On the outskirts of the village of Duruitoarea Veche, a 3-chamber cave has been discovered in the limestone cliffs and rocks chain, extending 49 m from north to south. The height of the dome does not exceed 8 m and the total surface area reaches 30 sq m. 

Here traces of a Palaeolithic settlement have been identified with traces of the existence of various prehistoric human cultures: tools from flint, fossil animal bones, remains of hearths, etc. 

The site was discovered in 1958 by archaeologist Nicolae Chetraru. For almost two decades, it has been studied by teams of archaeologists, geologists and palaeontologists. Three authentic levels of Palaeolithic human habitation IV, III and II have been established, including numerous fossil skeletal remains of mammals and birds from Pleistocene and various working and hunting tools made of flint and bone. The lithic archaeological finds and animal remains from the Level IV and III dwellings are attributed to the Lower Palaeolithic, Acheulean epoch, Tayak archaeological culture. Their geological age is estimated at 160-100 thousand years, thus levels IV and III are considered to be the oldest Palaeolithic sites in the Republic of Moldova. The Upper Palaeolithic human hunter site found in level II settlement is attributed to the local Middle Gravetian or Early Epigravetian culture, i.e. approx. 20-18 thousand years BC. Numerous flint, horn and bone tools were collected from the deposits of this level, as well as about 10 thousand skeletal remains, of which 54 species of mammals and 29 species of birds. They also found a lower jawbone with some molars of a Palaeolithic Neanderthal. 
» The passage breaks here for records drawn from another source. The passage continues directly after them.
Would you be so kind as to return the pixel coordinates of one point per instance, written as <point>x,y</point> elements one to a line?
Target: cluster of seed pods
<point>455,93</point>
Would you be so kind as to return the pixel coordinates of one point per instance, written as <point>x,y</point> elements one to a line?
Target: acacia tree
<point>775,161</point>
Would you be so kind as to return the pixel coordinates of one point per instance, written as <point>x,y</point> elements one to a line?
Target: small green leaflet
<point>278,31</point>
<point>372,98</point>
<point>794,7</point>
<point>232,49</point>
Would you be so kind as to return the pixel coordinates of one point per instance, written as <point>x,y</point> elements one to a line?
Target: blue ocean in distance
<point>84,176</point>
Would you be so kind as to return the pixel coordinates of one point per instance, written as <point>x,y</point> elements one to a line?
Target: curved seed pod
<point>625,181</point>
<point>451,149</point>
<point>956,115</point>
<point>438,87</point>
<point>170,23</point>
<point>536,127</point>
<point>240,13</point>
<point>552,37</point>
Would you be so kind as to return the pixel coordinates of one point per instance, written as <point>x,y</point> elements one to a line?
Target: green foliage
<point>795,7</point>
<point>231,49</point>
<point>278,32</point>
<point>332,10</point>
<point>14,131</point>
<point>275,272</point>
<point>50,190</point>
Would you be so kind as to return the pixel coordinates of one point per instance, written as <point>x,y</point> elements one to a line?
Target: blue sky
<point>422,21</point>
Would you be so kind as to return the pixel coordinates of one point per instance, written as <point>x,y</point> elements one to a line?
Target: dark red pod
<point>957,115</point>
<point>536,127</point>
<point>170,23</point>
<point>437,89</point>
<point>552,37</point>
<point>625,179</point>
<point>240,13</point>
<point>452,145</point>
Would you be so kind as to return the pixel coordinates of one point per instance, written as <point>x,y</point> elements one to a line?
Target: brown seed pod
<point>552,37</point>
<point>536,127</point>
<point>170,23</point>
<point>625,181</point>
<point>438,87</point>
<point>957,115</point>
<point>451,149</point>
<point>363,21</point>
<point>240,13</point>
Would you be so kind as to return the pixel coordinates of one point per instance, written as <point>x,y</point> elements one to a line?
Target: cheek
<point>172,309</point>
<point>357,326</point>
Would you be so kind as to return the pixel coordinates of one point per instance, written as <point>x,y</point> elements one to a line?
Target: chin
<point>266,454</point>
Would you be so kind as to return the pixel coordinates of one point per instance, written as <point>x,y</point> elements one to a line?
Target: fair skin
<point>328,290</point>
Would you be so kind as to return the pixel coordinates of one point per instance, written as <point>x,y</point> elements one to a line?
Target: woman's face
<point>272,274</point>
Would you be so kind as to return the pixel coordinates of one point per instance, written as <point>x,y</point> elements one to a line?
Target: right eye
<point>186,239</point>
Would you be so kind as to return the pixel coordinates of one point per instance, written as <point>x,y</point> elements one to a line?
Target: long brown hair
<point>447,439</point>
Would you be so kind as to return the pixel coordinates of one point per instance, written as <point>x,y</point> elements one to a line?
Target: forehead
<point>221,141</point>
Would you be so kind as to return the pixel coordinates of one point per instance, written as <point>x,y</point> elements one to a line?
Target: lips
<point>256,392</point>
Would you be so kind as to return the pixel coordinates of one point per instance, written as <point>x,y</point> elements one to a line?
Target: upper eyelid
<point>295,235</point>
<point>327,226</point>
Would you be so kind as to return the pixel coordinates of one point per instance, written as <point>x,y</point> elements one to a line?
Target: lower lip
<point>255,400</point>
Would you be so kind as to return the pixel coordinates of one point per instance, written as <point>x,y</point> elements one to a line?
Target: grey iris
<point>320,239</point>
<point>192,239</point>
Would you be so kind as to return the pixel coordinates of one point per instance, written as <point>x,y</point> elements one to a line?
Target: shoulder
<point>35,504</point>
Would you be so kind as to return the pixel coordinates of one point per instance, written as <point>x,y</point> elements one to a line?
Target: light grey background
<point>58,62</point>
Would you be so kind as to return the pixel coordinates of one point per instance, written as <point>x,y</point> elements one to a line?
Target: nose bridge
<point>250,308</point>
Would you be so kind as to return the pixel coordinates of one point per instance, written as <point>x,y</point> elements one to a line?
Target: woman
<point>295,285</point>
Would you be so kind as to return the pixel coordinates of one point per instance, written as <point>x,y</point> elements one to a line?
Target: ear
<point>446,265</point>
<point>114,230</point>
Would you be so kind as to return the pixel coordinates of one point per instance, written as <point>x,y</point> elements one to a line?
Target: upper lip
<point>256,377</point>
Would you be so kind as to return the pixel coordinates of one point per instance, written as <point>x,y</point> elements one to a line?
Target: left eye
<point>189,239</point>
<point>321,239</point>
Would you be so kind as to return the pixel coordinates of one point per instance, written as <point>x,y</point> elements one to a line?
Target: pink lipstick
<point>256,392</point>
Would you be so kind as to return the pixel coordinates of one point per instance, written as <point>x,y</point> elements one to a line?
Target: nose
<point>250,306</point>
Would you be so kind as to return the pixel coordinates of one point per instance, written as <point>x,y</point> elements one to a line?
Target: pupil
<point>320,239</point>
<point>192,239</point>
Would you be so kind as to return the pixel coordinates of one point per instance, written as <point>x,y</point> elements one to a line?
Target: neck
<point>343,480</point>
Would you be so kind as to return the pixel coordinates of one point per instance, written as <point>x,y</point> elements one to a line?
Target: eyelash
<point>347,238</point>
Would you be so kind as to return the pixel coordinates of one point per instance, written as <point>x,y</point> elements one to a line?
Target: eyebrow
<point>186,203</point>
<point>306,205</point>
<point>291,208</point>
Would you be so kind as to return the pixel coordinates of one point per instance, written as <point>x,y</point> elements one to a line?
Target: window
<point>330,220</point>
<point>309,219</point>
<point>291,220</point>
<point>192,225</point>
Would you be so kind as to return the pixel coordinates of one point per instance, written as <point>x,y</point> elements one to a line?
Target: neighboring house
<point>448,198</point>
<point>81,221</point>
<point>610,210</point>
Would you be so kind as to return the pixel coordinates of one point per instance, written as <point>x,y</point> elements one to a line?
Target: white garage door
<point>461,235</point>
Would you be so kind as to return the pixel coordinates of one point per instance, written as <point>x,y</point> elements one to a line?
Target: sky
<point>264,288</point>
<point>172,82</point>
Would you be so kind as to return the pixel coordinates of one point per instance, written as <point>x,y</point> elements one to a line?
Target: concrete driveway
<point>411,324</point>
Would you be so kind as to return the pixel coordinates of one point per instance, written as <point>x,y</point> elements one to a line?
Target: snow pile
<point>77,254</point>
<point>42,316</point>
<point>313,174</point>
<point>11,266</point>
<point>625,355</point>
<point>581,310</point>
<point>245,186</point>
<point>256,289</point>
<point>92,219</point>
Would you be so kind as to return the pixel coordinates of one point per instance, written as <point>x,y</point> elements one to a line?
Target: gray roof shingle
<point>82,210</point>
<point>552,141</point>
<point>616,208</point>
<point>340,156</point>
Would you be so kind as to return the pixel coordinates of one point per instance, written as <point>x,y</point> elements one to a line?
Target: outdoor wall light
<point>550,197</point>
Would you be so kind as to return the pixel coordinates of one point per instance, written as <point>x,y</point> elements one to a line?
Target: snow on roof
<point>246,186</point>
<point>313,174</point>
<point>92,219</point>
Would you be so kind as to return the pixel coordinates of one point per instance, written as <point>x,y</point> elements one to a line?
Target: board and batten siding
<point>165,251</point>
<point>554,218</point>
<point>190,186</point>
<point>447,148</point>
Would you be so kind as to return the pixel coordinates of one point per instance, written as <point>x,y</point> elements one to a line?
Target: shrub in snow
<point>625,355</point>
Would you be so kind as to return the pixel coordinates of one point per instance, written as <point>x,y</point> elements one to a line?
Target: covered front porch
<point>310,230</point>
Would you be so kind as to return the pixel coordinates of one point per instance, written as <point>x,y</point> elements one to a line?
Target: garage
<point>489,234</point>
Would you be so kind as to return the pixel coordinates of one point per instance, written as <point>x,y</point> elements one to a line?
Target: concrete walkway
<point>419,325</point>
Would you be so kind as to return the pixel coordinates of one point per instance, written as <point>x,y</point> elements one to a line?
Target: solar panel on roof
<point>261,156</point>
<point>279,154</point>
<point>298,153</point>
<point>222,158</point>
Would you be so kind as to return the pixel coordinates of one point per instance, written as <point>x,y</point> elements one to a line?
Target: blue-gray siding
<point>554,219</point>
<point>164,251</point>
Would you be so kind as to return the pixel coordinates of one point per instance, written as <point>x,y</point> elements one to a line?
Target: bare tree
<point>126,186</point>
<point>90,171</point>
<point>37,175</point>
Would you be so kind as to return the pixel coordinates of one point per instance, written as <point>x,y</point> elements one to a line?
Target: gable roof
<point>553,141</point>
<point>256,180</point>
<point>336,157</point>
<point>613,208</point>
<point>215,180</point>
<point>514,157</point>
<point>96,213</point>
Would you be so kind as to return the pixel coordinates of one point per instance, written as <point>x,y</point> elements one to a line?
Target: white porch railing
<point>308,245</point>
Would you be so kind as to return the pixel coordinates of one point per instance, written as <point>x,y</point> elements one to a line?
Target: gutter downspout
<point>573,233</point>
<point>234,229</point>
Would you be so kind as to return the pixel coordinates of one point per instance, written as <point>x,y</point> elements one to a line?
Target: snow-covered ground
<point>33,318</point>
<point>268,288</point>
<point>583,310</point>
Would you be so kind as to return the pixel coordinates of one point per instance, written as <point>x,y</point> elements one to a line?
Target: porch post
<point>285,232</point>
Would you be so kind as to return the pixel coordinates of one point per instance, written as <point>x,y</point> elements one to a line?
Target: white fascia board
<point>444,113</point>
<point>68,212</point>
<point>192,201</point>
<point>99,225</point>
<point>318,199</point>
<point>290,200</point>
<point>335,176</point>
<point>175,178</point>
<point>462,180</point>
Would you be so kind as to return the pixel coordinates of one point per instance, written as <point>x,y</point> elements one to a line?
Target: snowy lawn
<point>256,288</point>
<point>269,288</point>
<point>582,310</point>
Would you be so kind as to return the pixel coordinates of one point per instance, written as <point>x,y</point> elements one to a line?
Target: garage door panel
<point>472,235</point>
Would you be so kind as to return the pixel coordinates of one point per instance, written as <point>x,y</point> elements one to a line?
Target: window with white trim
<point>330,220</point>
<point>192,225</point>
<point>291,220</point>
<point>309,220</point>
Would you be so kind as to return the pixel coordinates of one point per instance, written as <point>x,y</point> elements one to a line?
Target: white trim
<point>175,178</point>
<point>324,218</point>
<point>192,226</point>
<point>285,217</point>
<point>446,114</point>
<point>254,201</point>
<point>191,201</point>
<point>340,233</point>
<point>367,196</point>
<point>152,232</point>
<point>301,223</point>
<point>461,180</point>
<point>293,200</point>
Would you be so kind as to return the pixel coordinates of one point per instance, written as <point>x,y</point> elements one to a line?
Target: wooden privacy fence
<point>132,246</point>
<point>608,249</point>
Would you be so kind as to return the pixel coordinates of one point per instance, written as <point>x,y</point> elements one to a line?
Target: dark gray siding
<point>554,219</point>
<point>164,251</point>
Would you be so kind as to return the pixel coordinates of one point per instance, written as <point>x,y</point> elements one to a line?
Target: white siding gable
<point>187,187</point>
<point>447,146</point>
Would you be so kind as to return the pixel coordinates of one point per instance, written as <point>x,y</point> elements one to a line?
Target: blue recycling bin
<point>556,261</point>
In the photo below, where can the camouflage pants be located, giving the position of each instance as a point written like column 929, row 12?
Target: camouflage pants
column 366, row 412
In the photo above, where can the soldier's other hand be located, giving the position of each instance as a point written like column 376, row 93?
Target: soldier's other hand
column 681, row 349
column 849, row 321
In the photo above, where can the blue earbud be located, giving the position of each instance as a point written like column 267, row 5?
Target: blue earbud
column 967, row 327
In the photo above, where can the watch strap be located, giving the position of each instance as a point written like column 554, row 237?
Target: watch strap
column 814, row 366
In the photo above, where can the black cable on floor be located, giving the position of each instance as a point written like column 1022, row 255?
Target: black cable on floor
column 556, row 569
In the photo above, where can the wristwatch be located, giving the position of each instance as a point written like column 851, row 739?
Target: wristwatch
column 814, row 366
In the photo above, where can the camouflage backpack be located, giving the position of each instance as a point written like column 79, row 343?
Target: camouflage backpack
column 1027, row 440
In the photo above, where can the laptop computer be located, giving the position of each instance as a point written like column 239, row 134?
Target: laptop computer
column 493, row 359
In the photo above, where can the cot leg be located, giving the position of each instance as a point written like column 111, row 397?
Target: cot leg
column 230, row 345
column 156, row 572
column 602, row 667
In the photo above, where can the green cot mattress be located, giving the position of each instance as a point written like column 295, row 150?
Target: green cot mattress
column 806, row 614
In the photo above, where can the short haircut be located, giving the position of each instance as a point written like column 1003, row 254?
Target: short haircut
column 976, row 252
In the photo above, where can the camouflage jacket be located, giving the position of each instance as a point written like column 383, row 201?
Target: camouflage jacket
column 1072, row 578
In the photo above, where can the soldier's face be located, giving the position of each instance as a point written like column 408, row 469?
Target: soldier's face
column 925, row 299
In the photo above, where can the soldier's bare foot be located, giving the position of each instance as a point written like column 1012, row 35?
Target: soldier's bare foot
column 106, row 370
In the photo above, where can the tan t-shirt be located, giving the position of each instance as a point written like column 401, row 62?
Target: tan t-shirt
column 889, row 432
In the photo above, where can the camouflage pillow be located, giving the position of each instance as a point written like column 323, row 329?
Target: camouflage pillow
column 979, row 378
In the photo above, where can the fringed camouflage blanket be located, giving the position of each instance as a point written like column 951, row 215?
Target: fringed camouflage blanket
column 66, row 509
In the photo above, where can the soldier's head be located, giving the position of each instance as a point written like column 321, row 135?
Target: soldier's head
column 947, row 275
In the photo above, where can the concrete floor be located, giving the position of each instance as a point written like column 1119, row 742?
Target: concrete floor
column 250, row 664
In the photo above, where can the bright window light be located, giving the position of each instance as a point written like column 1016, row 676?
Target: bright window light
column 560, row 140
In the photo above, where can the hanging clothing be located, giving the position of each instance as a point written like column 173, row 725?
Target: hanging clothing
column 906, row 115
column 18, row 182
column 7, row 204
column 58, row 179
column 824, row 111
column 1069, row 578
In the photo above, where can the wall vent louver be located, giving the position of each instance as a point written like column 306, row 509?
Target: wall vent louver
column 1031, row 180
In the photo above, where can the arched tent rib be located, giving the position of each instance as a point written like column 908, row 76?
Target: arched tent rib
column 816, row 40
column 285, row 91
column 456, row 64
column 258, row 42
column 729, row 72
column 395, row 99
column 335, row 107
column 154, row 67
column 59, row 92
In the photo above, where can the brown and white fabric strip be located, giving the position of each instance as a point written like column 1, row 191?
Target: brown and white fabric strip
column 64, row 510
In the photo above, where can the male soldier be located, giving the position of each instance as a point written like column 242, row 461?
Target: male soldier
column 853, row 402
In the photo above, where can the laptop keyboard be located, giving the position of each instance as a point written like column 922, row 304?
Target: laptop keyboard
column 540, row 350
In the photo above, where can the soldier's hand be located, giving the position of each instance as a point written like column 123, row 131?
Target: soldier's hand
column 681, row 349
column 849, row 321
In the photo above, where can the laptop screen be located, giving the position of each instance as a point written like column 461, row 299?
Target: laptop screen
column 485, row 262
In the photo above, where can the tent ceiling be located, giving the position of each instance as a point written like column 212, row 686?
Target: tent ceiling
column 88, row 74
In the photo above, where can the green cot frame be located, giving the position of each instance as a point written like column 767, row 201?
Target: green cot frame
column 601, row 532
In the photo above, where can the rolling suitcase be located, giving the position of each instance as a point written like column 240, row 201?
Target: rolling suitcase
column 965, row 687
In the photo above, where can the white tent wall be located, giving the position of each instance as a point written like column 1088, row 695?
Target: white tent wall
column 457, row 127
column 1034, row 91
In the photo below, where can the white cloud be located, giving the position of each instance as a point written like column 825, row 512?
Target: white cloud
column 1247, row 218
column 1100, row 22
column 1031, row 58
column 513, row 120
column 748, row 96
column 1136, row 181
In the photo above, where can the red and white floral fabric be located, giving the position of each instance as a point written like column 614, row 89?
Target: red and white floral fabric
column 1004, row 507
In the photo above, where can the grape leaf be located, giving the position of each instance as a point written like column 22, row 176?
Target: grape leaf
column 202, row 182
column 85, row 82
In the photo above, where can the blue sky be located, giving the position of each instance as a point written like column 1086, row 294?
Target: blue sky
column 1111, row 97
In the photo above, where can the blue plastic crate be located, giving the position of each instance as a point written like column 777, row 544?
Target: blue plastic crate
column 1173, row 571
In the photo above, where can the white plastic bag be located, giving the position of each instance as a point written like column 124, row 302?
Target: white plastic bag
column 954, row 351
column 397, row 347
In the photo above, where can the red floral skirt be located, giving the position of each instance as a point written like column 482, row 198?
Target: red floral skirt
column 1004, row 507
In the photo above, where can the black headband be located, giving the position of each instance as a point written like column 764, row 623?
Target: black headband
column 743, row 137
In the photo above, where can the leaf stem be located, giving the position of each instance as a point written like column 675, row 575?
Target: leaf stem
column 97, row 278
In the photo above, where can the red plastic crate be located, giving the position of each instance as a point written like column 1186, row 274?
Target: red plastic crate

Most of the bones are of mammals hunted for food: horse, wild donkey, bison, reindeer, red deer, mammoth, deer, rabbit, woodchuck, etc. Other animals were hunted for their fur: river beaver, woodchuck, badger, wild cat, marten, common fox, polar fox, lynx, etc. Finally, animals that were dangerous for the inhabitants of the resort were also killed: wolf, wild boar, panther, woolly rhinoceros, glutton, cave hyena, etc. At the northern end of the reef, in 2004, the bones of a mammoth were excavated - a rare find in Moldova.